2) Waiting for discharge summaries and medications
3) Waiting for diagnostic tests/ results
These key themes were used alongside evidence-based practice, to form the basis of this strategic approach, to facilitate an effective discharge process and reduce avoidable delays.
This is a two-phase project, consisting of two PDSA cycles with 28 patients in each cycle, to allow comparison to baseline audit.
The processes are:
- Give patients a ‘predicted date of discharge’ (PDD) to help plan care that is timely and necessary.
- Introduce ‘Weekend plan stickers’; to provide continuity over 7 days a week
- Devise a protocol to complete discharge summaries and medication checks 24 hours, prior to discharge
Kurt Lewin’s ‘Three stage model of change’ (Unfreeze – Change –Refreeze) has been used to plan the implementation and drive the changes forward (Lewin, 1951). To refreeze, sustain the change and embed the strategies into the organisational culture, key stakeholders were kept informed of the progress by sharing pertinent information at relevant forums. Qualitative feedback was gathered and was used to modify and improve processes; giving the stakeholders ownership over their ideas and improvements.

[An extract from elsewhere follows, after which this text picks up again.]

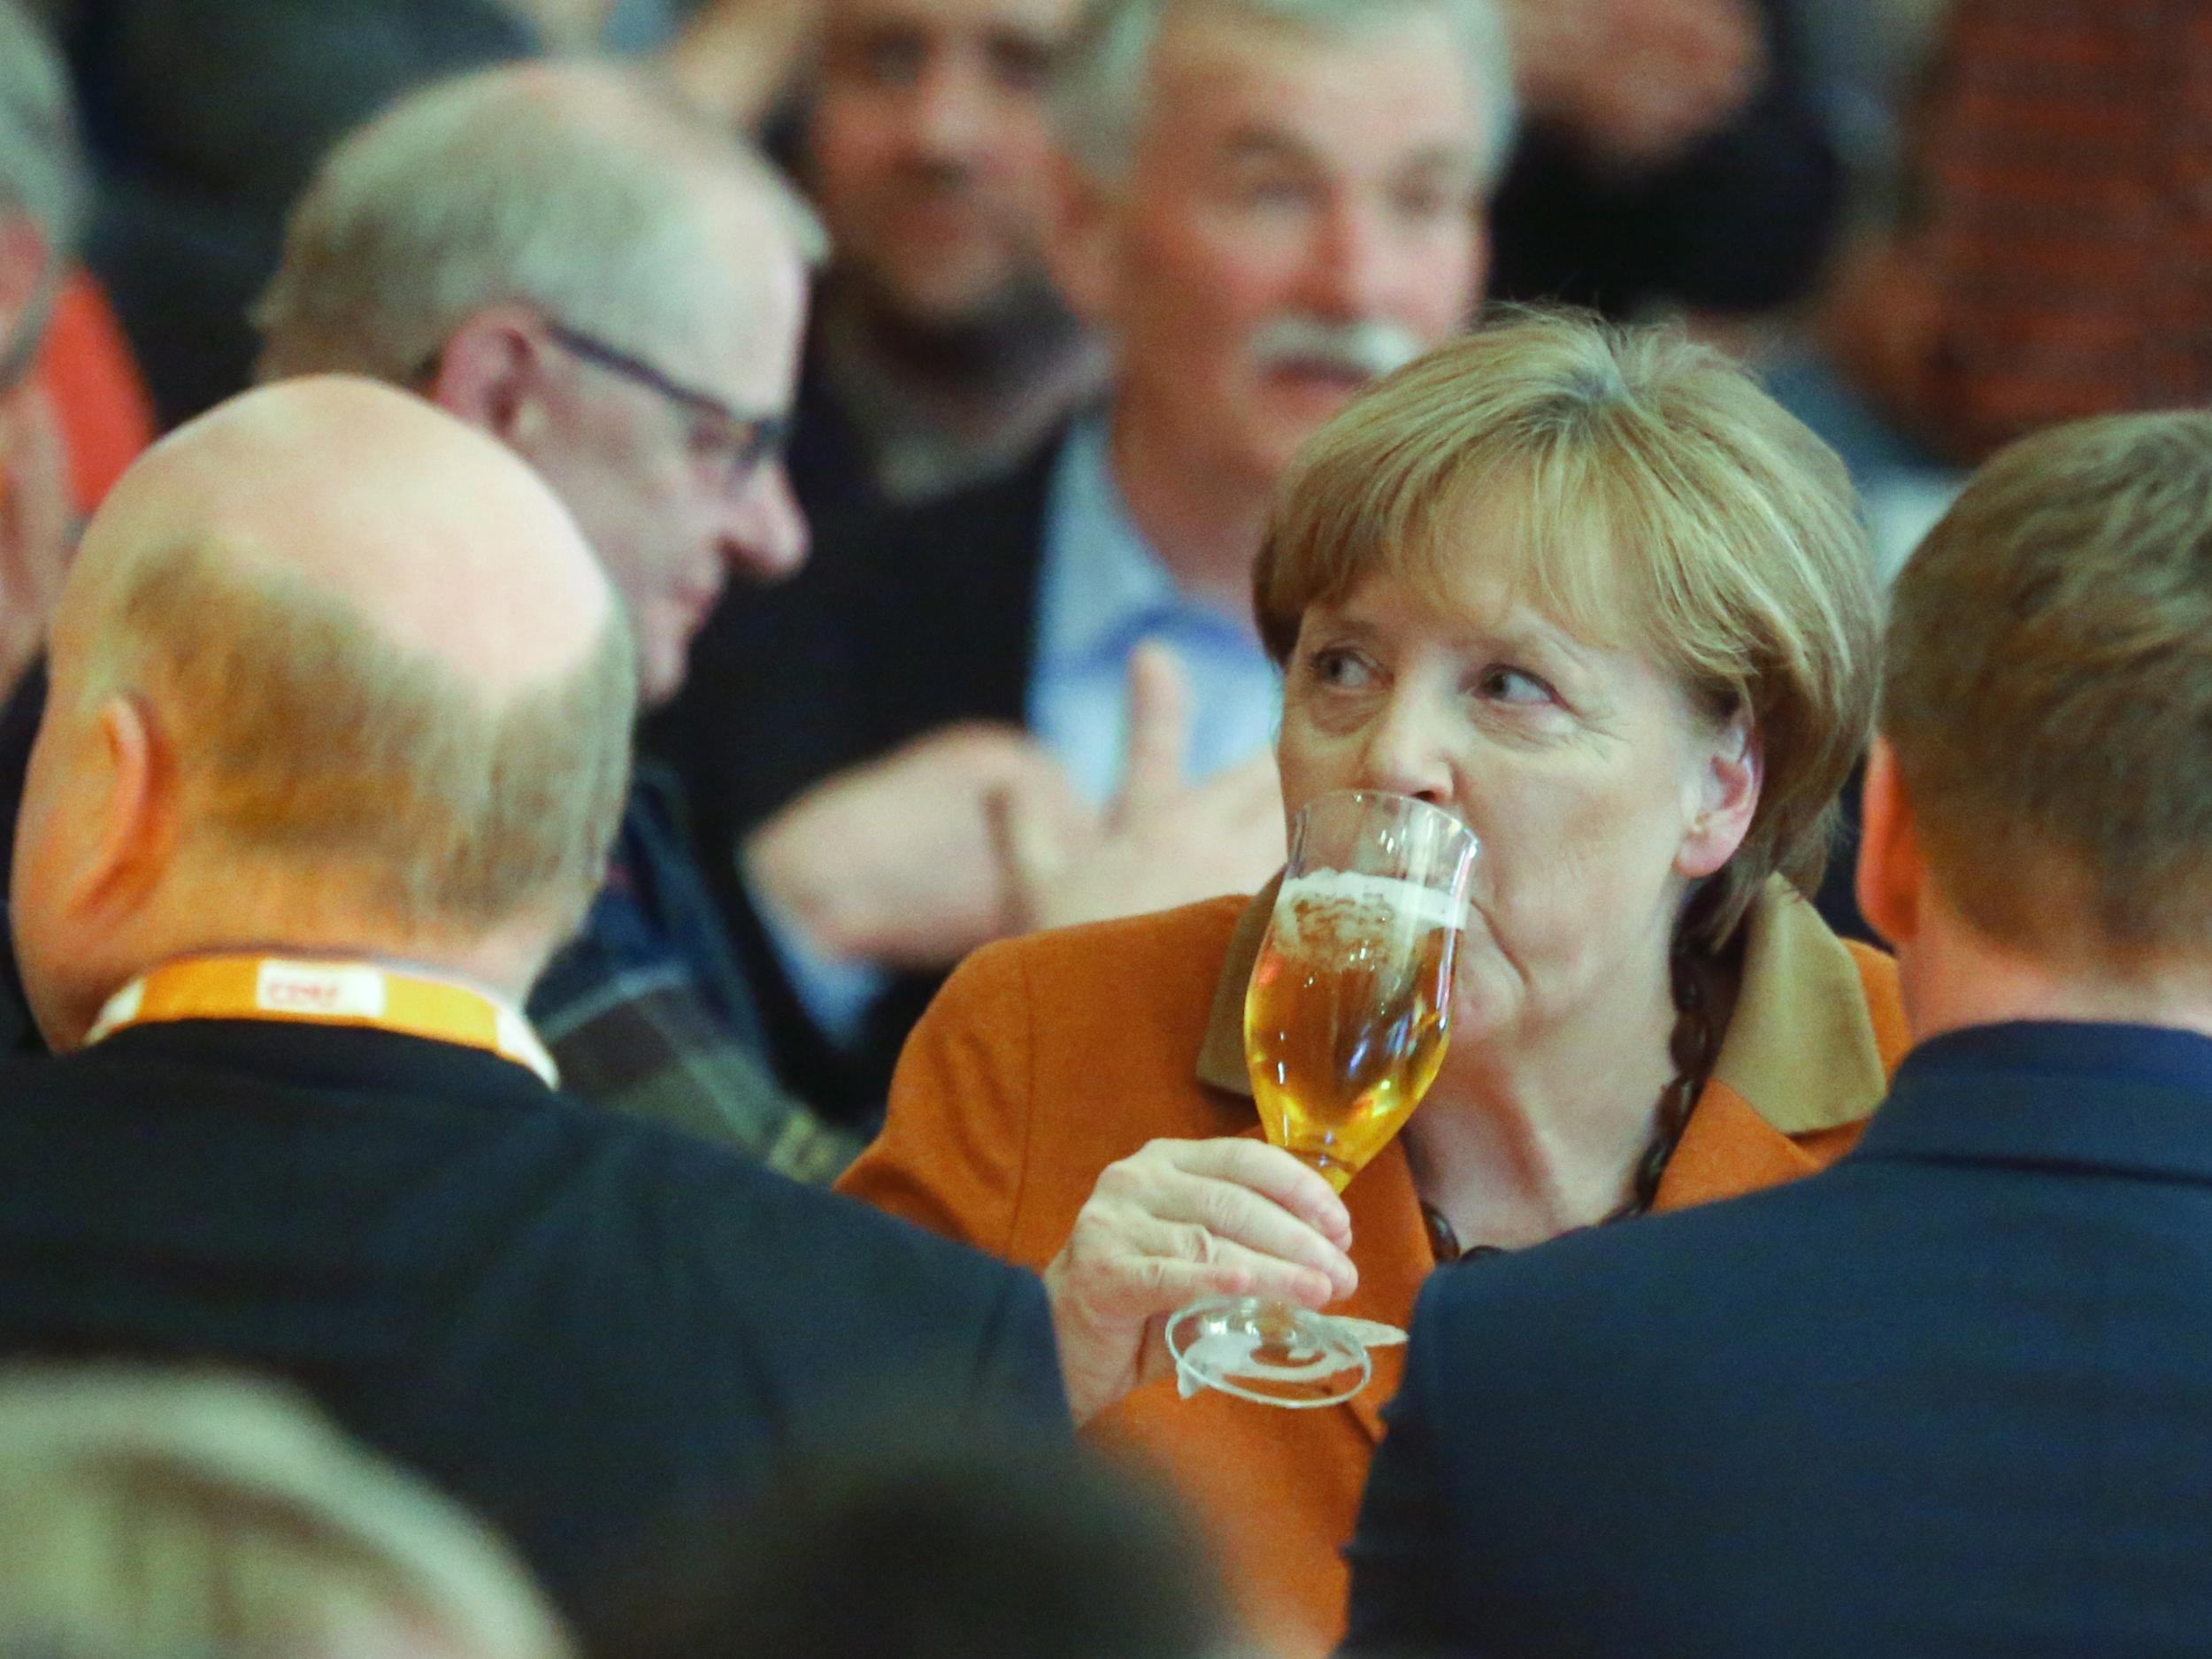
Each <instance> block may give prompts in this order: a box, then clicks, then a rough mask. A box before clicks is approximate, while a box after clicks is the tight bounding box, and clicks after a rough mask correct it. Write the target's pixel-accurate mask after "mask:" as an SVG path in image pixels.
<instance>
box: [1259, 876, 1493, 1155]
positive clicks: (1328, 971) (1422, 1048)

The project consists of two phases, using the PDSA cycle to allow for continual evaluation and contemporaneous modification (Langley et al., 2009). Evaluation was conducted using Donebedian’s process of ‘Structure, Process, Outcome’ (Donebedian, 2003).
The processes were evaluated on an individual basis and data collected from the prospective audit at each phase analysed against the baseline data to ascertain if an improvement has been made.
The implementation of the various processes should improve the discharge process, to facilitate timely care and interventions and reduce avoidable delays.
Three key learning points
1. Avoidable delays in discharge have a huge impact on patient satisfaction and also represent one of the biggest causes of avoidable compromise to the financial stability of the NHS.
2. Engaging with key stakeholders to implement sustainable strategies and processes to facilitate timely care and plan discharge from admission can help to reduce avoidable delays.
3. By reducing avoidable delays, patient flow should be improved, which will result in less cancellations for surgery and should also improve breech times for ED.